La città è divisa in due: nella parte est comandano i ribelli di Jabhat Fateh al Sham (prima conosciuti col nome di Jabat Al Nusra) e da tempo bombardano la parte ovest, controllata dai governativi, e dove vive, non sottoposta alla sharia e godendo di una certa libertà, gran parte della popolazione. Ad ovest vive anche padre Ibrahim Alsabagh, parroco francescano che i lettori di Tempi conoscono bene e che ha sempre invitato gli occidentali a non farsi ingannare dalle fonti d’informazione che vedono solo una faccia della medaglia. Questi ribelli, infatti, con la scusa dell’Isis, tentano di raggiungere i loro scopi, in maniera violenta e secondo una logica non molto diversa da quella degli uomini del Califfato. Per ogni Omran, insomma, vi sono altrettanti bambini nella parte ovest che, quotidianamente, subiscono le medesime angherie.

SDEGNO OCCIDENTALE. «La narrativa “politicamente corretta” del conflitto siriano – scrive ancora Micalessin – lo descrive come lo scontro tra i ribelli appoggiati della maggioranza sunnita del Paese e il regime del dittatore Bashar Assad sostenuto da quella minoranza alawita, inferiore al 22 per cento della popolazione, a cui appartiene la sua famiglia. Se così fosse Aleppo, città di quasi due milioni di abitanti in larga parte sunniti, sarebbe caduta da un pezzo. Invece i civili sunniti di Aleppo, come i militari e gli ufficiali di un esercito anch’esso a maggioranza sunnita, hanno preferito restare con il regime anziché schierarsi con dei ribelli considerati troppo fanatici e troppo legati ad interessi stranieri».
È una guerra e nessuno è incolpevole: ognuno fa i suoi interessi. Assad non è Madre Teresa di Calcutta, ma è un fatto che il dittatore siriano, appoggiato da Mosca, avevano cercato una soluzione per gli abitanti della città assediata, proponendo anche un salvacondotto ai militanti della parte est. Sono stati i ribelli a impedire questo tentativo di riconciliazione. «Oggi l’accerchiamento dei quartieri ribelli per mano russa e governativa – conclude Micalessin – suscita lo sdegno dei grandi media e spinge il ministro degli Esteri tedesco Franz-Walter Steinmeier a proporre un ponte aereo per rifornire i quartieri est.
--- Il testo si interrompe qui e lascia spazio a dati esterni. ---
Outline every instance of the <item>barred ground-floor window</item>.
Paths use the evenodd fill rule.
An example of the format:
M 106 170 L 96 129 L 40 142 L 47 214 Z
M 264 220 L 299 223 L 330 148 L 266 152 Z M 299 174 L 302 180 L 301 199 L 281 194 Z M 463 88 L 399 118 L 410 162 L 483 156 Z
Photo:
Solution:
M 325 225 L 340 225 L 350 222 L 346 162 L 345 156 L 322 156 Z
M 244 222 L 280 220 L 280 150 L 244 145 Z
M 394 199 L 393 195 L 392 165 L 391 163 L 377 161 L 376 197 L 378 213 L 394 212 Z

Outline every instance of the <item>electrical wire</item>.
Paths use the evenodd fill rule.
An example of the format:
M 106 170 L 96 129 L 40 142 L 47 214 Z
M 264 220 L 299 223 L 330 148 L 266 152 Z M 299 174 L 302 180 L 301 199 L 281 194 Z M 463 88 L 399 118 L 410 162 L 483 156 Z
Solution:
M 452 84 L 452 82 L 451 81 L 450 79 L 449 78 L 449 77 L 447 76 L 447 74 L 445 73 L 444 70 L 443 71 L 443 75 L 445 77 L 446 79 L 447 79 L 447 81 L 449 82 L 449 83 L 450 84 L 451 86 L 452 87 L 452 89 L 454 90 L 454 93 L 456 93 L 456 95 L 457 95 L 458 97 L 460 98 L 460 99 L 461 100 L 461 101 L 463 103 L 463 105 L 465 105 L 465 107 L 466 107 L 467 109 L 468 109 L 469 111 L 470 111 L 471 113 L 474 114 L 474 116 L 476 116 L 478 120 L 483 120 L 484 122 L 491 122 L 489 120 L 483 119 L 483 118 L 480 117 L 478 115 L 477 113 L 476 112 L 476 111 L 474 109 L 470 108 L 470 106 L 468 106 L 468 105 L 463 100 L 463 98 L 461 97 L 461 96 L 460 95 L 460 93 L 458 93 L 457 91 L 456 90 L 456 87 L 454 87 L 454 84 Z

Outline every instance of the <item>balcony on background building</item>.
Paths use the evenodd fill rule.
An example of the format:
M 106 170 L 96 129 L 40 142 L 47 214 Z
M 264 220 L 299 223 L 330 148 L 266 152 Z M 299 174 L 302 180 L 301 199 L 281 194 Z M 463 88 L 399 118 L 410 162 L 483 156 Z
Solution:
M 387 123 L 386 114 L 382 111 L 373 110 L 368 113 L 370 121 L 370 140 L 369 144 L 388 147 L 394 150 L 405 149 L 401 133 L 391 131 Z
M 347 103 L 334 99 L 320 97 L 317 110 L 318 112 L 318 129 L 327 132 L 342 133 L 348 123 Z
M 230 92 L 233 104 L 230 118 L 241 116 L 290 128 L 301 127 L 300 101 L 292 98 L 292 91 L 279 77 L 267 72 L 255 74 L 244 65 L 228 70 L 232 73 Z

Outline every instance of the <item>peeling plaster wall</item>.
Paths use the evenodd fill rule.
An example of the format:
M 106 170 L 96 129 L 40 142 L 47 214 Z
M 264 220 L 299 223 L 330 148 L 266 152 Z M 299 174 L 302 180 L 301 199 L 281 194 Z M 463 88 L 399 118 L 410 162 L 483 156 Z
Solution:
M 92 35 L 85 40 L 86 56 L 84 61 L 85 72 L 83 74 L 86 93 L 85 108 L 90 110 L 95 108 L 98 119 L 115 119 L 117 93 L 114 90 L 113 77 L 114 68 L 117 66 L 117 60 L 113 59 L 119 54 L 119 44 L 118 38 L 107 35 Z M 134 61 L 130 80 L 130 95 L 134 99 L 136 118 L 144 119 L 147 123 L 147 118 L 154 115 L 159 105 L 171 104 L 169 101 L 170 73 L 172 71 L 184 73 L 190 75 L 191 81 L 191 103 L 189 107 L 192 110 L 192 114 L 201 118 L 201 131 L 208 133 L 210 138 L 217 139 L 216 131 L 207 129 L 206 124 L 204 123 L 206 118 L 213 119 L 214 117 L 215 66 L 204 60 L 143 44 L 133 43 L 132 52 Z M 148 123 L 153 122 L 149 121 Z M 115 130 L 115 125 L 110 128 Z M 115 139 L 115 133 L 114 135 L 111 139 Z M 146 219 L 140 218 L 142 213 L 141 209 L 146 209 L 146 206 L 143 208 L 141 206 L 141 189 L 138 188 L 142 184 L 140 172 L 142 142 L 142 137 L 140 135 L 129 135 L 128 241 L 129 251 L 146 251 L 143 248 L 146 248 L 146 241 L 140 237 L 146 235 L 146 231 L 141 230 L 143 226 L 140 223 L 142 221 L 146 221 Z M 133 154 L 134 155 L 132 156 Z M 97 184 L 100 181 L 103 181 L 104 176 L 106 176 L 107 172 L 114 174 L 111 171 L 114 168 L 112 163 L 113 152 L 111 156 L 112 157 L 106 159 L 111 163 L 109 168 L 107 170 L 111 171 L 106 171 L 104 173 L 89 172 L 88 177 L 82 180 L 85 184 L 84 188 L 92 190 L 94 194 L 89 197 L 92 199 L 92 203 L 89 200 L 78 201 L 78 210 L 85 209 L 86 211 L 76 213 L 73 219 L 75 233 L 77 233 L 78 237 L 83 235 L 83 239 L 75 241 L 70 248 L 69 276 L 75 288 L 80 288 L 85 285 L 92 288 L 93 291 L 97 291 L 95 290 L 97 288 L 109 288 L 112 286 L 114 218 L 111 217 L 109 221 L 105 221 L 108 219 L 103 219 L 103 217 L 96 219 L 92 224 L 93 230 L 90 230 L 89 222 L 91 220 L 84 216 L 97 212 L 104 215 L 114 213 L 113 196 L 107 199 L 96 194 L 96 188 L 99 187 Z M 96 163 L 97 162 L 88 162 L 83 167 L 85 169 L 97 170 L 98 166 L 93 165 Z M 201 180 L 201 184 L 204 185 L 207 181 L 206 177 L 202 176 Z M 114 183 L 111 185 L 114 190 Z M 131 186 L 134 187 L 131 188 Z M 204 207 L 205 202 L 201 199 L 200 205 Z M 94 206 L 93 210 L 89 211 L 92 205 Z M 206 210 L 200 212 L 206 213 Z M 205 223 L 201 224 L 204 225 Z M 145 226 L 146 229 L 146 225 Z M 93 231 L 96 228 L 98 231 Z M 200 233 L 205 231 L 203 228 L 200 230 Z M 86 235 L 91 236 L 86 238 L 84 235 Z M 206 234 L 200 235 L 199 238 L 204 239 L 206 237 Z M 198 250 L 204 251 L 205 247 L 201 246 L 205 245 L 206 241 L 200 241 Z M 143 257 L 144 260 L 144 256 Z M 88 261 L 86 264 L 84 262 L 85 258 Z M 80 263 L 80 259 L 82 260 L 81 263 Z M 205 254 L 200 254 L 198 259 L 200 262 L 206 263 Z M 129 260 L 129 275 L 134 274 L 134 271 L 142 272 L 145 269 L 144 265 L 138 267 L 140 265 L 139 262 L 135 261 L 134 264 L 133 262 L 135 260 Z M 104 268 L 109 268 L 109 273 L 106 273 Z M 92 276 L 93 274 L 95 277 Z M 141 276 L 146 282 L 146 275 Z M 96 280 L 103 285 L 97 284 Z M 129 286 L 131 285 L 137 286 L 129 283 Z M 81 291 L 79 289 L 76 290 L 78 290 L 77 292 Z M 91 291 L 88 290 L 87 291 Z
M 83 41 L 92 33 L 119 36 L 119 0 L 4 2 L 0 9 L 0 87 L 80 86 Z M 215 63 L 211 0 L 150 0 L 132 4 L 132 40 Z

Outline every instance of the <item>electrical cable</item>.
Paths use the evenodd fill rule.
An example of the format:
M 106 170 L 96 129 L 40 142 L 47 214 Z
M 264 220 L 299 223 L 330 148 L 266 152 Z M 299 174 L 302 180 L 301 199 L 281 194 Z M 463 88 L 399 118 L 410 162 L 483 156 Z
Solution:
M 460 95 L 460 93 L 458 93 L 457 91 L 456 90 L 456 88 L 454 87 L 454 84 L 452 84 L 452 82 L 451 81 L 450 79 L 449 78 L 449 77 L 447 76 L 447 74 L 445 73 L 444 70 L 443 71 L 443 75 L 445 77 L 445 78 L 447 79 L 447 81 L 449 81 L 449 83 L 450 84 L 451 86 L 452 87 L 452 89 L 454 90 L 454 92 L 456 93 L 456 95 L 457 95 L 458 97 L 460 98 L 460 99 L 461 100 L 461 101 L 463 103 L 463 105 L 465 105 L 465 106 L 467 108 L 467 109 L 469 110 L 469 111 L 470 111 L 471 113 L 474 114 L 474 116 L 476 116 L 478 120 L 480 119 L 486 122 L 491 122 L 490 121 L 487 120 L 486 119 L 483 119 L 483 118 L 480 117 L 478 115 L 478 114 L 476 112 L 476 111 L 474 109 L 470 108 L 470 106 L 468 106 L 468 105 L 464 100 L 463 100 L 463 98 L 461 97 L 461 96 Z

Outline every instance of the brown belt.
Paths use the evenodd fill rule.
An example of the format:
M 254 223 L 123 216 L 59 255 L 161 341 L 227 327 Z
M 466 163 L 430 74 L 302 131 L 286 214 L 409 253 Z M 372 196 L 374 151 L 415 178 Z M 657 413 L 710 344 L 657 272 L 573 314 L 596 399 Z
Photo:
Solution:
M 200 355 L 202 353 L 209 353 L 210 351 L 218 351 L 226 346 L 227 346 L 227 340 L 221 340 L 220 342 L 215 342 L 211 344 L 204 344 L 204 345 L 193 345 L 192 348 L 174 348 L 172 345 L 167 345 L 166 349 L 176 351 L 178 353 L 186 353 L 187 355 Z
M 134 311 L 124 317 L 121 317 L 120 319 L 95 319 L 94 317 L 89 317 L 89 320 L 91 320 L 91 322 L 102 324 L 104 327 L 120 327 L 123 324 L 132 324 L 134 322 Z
L’assedio ribelle ai danni di gran parte della città di Aleppo, durato dall’estate 2012 alla scorsa primavera, non ha, invece, mai mosso a compassione nessuno. Come ha più volte ripetuto al Giornale il vescovo cattolico di Aleppo Monsignor Abu Khazen “solo l’intervento russo ha dato respiro a questa città. Per anni tutti ripetevano di voler combattere l’Isis e il fanatismo, ma solo i russi l’hanno fatto veramente”».